Home > Science > Europe in Winter > Page 25
Europe in Winter Page 25

by Dave Hutchinson


  He only spoke a couple of words of Polish, and refused to speak Russian. Forsyth had picked up a few phrases of Ukrainian from some of his fellow-workers when he was working the Moscow Metro, but his pronunciation was so bad that he couldn’t get Fox to understand them, so the two of them wandered about in a fog of mutual incomprehension, which seemed to suit Fox all right because he hardly took any notice of his lodger apart from putting huge greasy fried meals on the table at irregular hours of the day and night. Fox took his own meals in front of the entertainment set, and when he was finished he put his plate on the floor. He only seemed to do the washing-up at long intervals: there was always a stack of plates beside his chair, crusted with dried food and congealed grease.

  The room Forsyth had been given was full of mismatched furniture: chairs, tables, a sofa, all piled haphazardly one on top of the other. Occasionally Fox would go out and return with another chair or a table and dump it on the stack. What this was all about, Forsyth could only guess, but he had managed to clear a kind of nest for himself amongst all the rubbish, on the floor under a table. He’d padded the floor with three or four big thick blankets, and used his rolled-up jacket as a pillow. Fox liked to keep the heating turned up to equatorial levels, which more or less did away with the need for sheets but subtly enhanced the general miasm of rotting food which filled the flat.

  Unable to sleep at night, Forsyth lay on his back staring up at the underside of the tabletop, going over and over the events of that night in the Metro. He still couldn’t work out what had happened. One moment Crispin had been there, chiding him for just assuming he was involved in some kind of drug deal. The next moment, Crispin was gone and Forsyth was lying on the trackbed. Between those two memories, something pretty major had obviously taken place, but Forsyth had no idea what it might have been. He couldn’t even work out how long he’d been lying there insensible.

  Nor could he force himself to remember how he’d finally managed to get out of the Metro, or how he had got as far as Mokotów. Or too many things. What he could remember, like that Russian-speaking voice, could only have been some kind of hallucination, there was no other way to explain it.

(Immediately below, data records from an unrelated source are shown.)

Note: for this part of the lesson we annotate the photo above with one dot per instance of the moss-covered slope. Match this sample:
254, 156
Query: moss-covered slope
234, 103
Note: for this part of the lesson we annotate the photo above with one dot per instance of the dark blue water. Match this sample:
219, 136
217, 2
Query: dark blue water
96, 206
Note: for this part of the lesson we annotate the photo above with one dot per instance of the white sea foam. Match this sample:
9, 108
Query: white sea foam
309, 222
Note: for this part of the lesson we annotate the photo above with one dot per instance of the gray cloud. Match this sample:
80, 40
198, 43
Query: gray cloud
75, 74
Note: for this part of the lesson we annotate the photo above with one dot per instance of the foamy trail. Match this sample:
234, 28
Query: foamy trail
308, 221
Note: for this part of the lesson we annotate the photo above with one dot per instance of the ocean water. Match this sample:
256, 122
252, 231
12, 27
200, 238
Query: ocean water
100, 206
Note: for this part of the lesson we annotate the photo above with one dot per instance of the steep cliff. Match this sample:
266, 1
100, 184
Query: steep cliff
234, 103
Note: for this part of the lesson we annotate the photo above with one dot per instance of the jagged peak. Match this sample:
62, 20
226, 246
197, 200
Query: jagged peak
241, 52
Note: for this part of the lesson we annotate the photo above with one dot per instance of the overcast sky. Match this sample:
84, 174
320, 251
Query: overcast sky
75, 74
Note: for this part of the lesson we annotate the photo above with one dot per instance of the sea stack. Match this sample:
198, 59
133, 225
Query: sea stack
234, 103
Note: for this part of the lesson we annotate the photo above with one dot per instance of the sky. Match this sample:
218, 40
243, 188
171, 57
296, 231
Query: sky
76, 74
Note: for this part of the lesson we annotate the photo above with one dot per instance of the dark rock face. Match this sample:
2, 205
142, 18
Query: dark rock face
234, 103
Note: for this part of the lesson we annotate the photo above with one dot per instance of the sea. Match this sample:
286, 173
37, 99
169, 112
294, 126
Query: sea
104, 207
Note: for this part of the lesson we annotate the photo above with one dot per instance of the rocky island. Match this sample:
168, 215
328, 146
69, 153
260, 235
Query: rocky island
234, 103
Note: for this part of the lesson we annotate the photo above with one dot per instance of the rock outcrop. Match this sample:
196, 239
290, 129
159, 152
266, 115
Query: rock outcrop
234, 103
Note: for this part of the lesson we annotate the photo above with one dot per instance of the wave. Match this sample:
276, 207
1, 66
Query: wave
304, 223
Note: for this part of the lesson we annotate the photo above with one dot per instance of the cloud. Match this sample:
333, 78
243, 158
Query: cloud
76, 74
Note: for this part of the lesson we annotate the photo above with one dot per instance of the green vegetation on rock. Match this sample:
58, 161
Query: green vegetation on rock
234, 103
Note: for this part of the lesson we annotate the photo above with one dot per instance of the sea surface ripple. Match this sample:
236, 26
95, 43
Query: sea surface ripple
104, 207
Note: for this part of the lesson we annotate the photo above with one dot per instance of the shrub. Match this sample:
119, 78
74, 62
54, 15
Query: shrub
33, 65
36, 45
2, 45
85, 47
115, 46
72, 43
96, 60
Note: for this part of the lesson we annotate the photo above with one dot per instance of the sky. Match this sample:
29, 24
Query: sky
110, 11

  On the fourth day, the doorbell rang. The doorbell was broken; the only sound it made was a sort of dull dry clicking, but by now Forsyth was in such a state of hypersensitivity from hours wandering back and forth around the flat that when he heard the clicking he had to restrain himself from diving screaming out of the nearest window.

  Instead, he settled for retreating into his room and curling up under the table, watching the door and resolving to sell his life dearly, leaving aside the fact that he probably wouldn’t ever know what he was selling it for.

  The door opened, and an eye-hurtingly neat young Japanese man stepped into the doorway, as alien a presence in this messy flat as it was possible to be. He looked around the room for a moment. Then he spotted Forsyth under the table, and he bent down and smiled.

  “Forsyth-san,” said Kwak-Kwak. “Konichi-wa.”

  “ONE HAS TO wonder why you did not come to us straight away,” said Kwak-Kwak.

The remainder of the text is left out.